Eliminate most spam. Talk with your bank/do trades over email. Talk with your physician. Sign documents.
With webmail-based PGP, people are strongly incentivized to use this to avoid requiring users to sign in to other websites.
And in return you have to stick all your eggs in one basket, get what would probably end up being a single persistent online identity that goes under your real name (if it's tied to an email address you use for business stuff), and that's owned by a company and may not even be willing to give them back to you (would you even own the private keys if it was being implemented on the server?)

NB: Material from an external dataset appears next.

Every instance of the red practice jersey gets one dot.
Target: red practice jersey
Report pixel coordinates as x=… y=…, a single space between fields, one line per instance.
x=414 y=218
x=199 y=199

The deployment model is this: one large webmail provider starts doing PGP by default via its webclient. Maybe it provides your with private keys, maybe it doesn't. Fact is that it doesn't much matter, because as soon as a large webmail provider starts doing PGP/PKI, the two biggest problems with adoption (namely, that there's no one to use it with, and it's kind of a pain to use anyhow) are basically solved. And as soon as this happens, there starts being a competitive market where providers can begin improving on each other's implementations. Any provider that doesn't give users their private keys won't have much of an ethical argument for doing so, and so it probably would, anyway. There will, as always happens, be a feature war, except with PGP involved some of that war will involve privacy/encryption/reliability concerns.
(PGP also makes spear phishing much harder).